We derived the CV of body composition measurement results according to the measuring conditions of all mice (Table 1). For the analysis of body composition elements, we derived the average value by classifying the repositioning condition (RE, RA) for each equipment for precision analysis. For both RE (3.88 ± 2.53) vs. RA (17.00 ± 12.91), FM had lower CV than NMR (5.05 ± 3.58 vs. 14.96 ± 10.46). Also, in both RE (0.43 ± 0.25) and RA (2.75 ± 1.70) in LM, DXA had lower CV than NRM. We measured body weight, BMC, and lfBMC in DXA but not in NMR. In DXA, the CV values of body weight, BMC, and lfBMC were lower in RE than in RA, which was consistent with the direction of FM and LM (FM > LM). We measured CV of body water only in NMR, but it was lower in RA than in RE as in FM and LM. In particular, the CV value in the RE (26.66 ± 43.77) condition of body water was the highest regardless of all measurement tools, measurement conditions, or measurement items.
| DXA (total, n = 30) | NMR (total, n = 30) | ||
|---|---|---|---|
| FM | RE | 3.88 ± 2.53 | 17.00 ± 12.91 |
| RA | 5.05 ± 3.58 | 14.96 ± 10.46 | |
| LM | RE | 0.38 ± 0.18 | 3.91 ± 2.39 |
| RA | 0.43 ± 0.25 | 2.75 ± 1.70 | |
| Body weight | RE | 0.27 ± 0.15 | NA |
| RA | 0.41 ± 0.34 | NA | |
| Body water | RE | NA | 26.66 ± 43.77 |
| RA | NA | 13.65 ± 29.73 | |
| BMC | RE | 2.36 ± 1.44 | NA |
| RA | 2.90 ± 1.85 | NA | |
| lfBMC | RE | 6.38 ± 3.73 | NA |
| RA | 7.70 ± 5.95 | NA | |
| Unit: gram.
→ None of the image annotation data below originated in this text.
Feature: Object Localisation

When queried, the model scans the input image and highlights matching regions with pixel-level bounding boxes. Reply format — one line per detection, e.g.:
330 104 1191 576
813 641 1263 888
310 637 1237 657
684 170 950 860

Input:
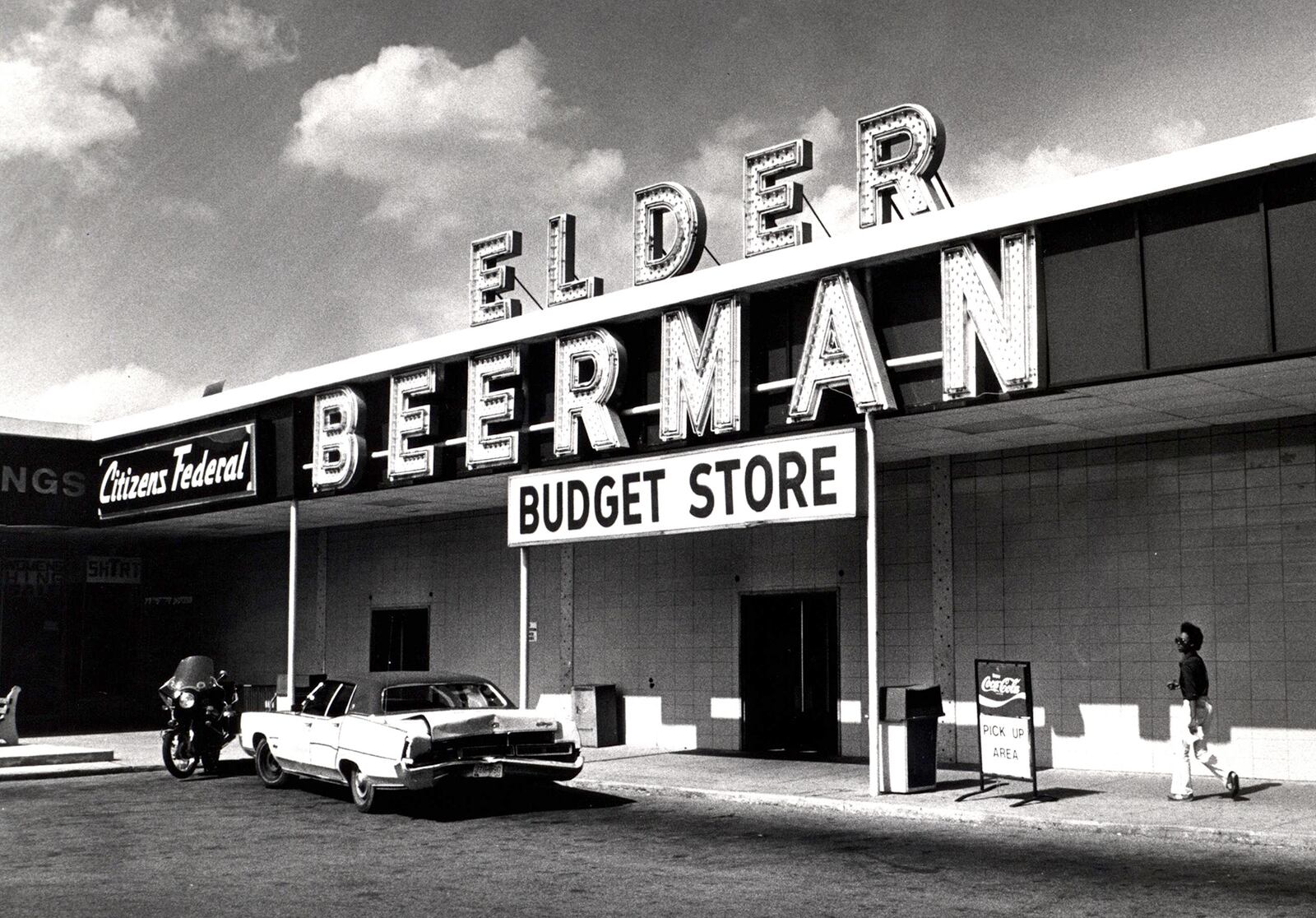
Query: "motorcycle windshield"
164 656 215 690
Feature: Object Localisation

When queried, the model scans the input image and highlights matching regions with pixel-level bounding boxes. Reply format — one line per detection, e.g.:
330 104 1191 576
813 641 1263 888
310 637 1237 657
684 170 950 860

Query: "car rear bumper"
397 753 584 790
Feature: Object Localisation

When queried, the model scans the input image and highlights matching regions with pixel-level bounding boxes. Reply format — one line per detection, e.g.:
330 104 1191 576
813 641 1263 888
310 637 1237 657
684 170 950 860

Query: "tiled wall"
952 420 1316 780
575 521 867 755
164 420 1316 780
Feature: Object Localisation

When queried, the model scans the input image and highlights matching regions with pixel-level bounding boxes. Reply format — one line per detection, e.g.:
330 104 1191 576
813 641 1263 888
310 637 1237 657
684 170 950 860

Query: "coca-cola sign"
976 661 1037 784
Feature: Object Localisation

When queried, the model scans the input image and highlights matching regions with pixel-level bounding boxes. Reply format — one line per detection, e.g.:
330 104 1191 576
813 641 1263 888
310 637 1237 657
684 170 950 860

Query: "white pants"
1170 698 1229 795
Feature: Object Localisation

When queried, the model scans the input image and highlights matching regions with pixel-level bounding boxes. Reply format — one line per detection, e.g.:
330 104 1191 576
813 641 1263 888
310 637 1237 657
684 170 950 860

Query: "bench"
0 685 21 746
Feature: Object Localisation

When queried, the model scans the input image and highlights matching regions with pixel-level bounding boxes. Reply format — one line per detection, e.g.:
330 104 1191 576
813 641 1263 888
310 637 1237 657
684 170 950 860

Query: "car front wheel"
255 736 291 788
347 766 375 813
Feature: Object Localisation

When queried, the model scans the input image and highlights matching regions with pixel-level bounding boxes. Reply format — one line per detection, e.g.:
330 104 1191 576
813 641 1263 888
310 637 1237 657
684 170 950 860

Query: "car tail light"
405 736 433 759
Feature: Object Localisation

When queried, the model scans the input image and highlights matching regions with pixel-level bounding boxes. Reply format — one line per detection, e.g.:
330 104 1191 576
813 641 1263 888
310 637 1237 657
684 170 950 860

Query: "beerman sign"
507 429 857 546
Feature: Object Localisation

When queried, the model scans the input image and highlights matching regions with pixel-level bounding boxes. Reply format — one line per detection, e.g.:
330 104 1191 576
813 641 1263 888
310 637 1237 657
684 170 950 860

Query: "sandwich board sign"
974 659 1040 799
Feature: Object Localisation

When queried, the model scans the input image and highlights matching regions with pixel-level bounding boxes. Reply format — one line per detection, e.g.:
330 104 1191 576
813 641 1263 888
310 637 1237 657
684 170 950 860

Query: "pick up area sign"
507 429 858 546
976 661 1037 789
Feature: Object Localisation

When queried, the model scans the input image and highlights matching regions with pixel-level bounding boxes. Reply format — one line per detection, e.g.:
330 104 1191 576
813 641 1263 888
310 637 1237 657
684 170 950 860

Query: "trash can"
878 685 945 793
571 685 621 747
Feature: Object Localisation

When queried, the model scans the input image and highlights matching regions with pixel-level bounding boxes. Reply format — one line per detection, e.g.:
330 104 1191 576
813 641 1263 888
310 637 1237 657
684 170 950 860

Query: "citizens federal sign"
96 424 257 520
507 429 857 546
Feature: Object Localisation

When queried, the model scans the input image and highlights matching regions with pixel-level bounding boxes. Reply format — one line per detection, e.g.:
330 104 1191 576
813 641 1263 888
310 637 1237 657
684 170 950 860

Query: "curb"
0 762 164 784
571 779 1316 848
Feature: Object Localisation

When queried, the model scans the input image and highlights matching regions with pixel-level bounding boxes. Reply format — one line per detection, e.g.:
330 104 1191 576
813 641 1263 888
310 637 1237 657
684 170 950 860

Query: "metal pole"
864 411 887 797
516 549 531 707
288 501 298 710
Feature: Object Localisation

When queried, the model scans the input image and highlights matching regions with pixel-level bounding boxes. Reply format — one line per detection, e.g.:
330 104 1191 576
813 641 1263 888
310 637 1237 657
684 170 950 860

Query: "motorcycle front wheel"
160 730 202 777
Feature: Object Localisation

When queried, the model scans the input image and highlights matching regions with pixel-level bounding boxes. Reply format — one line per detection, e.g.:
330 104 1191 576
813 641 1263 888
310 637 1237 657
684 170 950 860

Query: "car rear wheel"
347 766 375 813
255 736 292 788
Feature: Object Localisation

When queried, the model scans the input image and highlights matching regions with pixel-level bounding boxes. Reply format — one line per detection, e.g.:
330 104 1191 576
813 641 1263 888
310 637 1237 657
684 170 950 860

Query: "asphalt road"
0 760 1316 918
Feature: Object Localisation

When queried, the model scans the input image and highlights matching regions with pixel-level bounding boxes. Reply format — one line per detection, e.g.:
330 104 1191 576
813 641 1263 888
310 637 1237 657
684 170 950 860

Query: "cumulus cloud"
0 0 296 172
950 143 1116 204
285 38 625 232
0 363 202 424
1152 118 1207 152
285 38 629 318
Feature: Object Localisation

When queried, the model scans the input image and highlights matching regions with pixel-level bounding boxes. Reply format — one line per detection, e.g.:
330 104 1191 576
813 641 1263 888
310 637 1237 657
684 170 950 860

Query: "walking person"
1166 622 1239 800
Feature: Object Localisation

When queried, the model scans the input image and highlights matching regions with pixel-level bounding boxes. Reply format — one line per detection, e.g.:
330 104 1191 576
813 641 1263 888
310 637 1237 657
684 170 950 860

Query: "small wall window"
370 606 429 672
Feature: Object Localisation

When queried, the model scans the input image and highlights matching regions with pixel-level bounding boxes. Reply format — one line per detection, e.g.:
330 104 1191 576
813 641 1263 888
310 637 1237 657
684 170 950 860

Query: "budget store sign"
507 429 858 546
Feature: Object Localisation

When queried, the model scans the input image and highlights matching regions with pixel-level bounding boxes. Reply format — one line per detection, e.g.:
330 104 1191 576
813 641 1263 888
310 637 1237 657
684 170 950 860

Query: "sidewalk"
0 731 1316 850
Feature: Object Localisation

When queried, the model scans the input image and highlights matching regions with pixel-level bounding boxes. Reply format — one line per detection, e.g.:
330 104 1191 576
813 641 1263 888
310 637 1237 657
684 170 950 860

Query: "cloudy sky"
0 0 1316 421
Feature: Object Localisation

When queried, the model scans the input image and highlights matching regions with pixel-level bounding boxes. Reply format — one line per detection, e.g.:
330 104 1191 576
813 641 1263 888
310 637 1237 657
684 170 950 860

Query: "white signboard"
507 429 858 546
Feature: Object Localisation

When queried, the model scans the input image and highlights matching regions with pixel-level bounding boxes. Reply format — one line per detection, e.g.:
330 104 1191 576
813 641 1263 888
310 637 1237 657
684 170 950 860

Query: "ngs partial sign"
507 429 857 546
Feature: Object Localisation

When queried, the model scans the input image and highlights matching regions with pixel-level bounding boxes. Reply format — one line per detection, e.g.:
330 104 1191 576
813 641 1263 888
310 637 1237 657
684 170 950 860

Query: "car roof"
327 672 507 714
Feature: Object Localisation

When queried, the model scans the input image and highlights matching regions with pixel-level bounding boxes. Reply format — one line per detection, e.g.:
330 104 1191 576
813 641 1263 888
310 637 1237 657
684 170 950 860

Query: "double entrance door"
739 593 840 756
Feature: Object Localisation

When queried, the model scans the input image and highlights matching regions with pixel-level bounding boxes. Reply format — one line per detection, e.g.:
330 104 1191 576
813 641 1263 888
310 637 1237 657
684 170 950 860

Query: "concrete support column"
316 529 329 672
928 457 959 762
864 411 887 797
558 545 575 692
285 501 298 710
516 549 531 707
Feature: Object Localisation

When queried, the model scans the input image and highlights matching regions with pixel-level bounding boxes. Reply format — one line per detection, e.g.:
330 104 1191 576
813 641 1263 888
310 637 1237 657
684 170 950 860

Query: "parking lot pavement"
10 731 1316 848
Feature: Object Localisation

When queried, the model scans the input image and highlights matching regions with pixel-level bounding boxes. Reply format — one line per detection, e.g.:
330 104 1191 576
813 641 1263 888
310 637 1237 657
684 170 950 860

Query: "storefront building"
0 105 1316 780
All data are presented as the mean ± standard deviation (S.D.). RE = euthanasia with repositioning, RA = anesthesia with repositioning, FM = fat mass, LM = lean mass, BMC = bone mineral content, lfBMC = left femur bone mineral content. | |||
In order to confirm the error of measurement according to the body weight, the weight was divided in the three grades; the measured CV is shown in Table 2. For DXA, we confirmed that the CV value in all items decreased as the body weight increased, regardless of the measurement conditions. However, for NMR, the CV value of the low-weight group was high in both RE and RA. In addition, NMR showed that in all items except for FM under RA, the CV values were high in the order of low-weight, high-weight, and mid-weight. For LM, unlike FM, there was no tendency to increase or decrease in group average and CV.
| RE | RA | ||||
|---|---|---|---|---|---|
| DXA | NMR | DXA | NMR | ||
| Low-weight (n = 10) | FM | 5.63 ± 2.90 | 27.03 ± 14.69 | 6.92 ± 4.72 | 19.69 ± 13.08 |
| LM | 0.36 ± 0.21 | 6.11 ± 2.17 | 0.44 ± 0.32 | 2.75 ± 1.93 | |
| BMC | 3.51 ± 1.56 | NA | 3.51 ± 1.56 | NA | |
| Mid-weight (n = 10) | FM | 3.47 ± 2.01 | 6.11 ± 2.17 | 5.48 ± 2.58 | 15.28 ± 8.69 |
| LM | 0.41 ± 0.17 | 2.51 ± 1.49 | 0.42 ± 0.25 | 2.75 ± 1.93 | |
| BMC | 1.70 ± 1.08 | NA | 2.47 ± 2.11 | NA | |
| High-weight (n = 10) | FM | 2.54 ± 1.61 | 8.29 ± 4.29 | 3.17 ± 2.58 | 8.29 ± 4.29 |
| LM | 0.38 ± 0.15 | 2.91 ± 1.49 | 0.44 ± 0.21 | 2.66 ± 1.70 | |
| BMC | 1.86 ± 0.89 | NA | 2.47 ± 2.11 | NA | |
| Unit: gram. All data are presented as the mean ± standard deviation (S.D.). RE = euthanasia with repositioning, RA = anesthesia with repositioning, FM = fat mass, LM = lean mass, BMC = bone mineral content, BMC = bone mineral content. | |||||
We compared the measurements of each body component according to the measuring conditions with the reference values (Table 3, Fig. 1). For indirect comparison of the measurement accuracy of DXA and NMR, we compared them against a reference value measured by an electronic scale and expressed the values as mean signed difference (MSD) and r2 values [MSD (r2)]. For FM, there was no significant difference in either RE or RA of DXA compared to the reference value. However, compared to the reference value, NMR had a significantly difference in both RE and RA (p < 0.05). NMR could not measure body weight and fBMC, because of the relatively long measurement time compared to DXA. Although comparison with NMR was not possible, DXA showed a high correlation (r2 > 0.95) with body weight.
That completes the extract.